Down they went, all those pretty faces, all the fancy offenses with their genius coordinators. The Rams, the Broncos and the Colts—with the No. 1, 2 and 3 offenses, respectively, in the NFL—never got past the wild-card round. The fourth-rated 49ers didn't even make the playoffs, and the conference championship games took care of the Vikings and the Raiders, sitting fifth and sixth.
No Cris Carter and Randy Moss and Robert Smith to quicken the pulses and light up the scoreboard at Super Bowl XXXV. No Daunte Culpepper with his galloping scrambles, or Rich Gannon with his twinkle-toed magic. Gone, all of them gone. The poor devils never had a chance. Swept under by the Big D, as in DEE-fense.
It'll be Giants versus Ravens in the Super Bowl of the Uglies. Yards will be bitterly contested. Quarterbacks will get sacked, runners smacked, guys wearing the 50s and 90s will dictate the tempo, or lack of it.
What's that, you say? The Giants gained 518 yards on the Vikings in their 41-0 NFC title game victory, and Kerry Collins threw five touchdown passes, establishing this club as an offensive force. Oh, sure, but as New York left tackle Lomas Brown, the 16-year veteran, said, "I'm not so much in awe of the 41 as I am of the zero. Zero points for Minnesota—with that offense they brought in here!" A defense-oriented team got hot against a club that had been struggling on defense—that explains what the Giants did on Sunday.
The Ravens? Bullies of the league. Road warriors. Three postseason wins, the last two on the road. They should have been tired on Sunday, playing without a bye and coming off a game against the Titans in which the defense was on the field for 81 snaps. Tired? Ask the Raiders, who picked up one first down and 38 yards in the first half and whose running attack, No. 1 in the league, finished with 24 yards and an average of 1.4 per rush.
The Super Bowl has traditionally been the showcase for All-Pro and budding Hall of Fame quarterbacks. Look at the roster since 1990: Joe Montana, Jim Kelly, Troy Aikman, Steve Young, Brett Favre, John Elway, Kurt Warner. Now? Kerry Collins and Trent Dilfer, two guys on the mend, both salvaged from the scrap heap.
Looking for stars at the so-called skill positions?
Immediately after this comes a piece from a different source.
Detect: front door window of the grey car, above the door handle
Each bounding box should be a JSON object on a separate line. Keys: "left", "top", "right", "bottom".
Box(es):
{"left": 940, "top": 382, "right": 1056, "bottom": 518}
You'll find some willing workers, but no one on either team who got any Pro Bowl mention. The big names are on the other side of the ball: Ray Lewis, Jessie Armstead, Rod Woodson, Michael Strahan. Never has a Super Bowl been so set up for a defensive guy to win the MVP award.
But that's what makes this game so intriguing. A big play on offense will really be big. A touchdown will be huge. Do you know what the Ravens' record is in games in which they've scored more than six points? It's 15-0, counting the postseason.
Baltimore doesn't figure to score much against New York, unless its defense gets on the board a few times. And after they squelched the Raiders so thoroughly, Ravens defenders admitted they were quite pleased with the prospect of facing the Giants, whose offense had struggled the week before against Philadelphia. Lional Dalton, one of the six or seven players used so effectively in Baltimore's defensive-line mix, echoed the sentiments of his teammates when he said, "We feel the Giants are going to play right into our hands. We've faced them in the pre-season the last five years, and they play the kind of offense we like to see. We love a team that tries to pound the ball. No one's done it to us yet."
Ah, but did he see the NFC Championship Game? No, he admitted. That might change the Ravens' perspective a bit.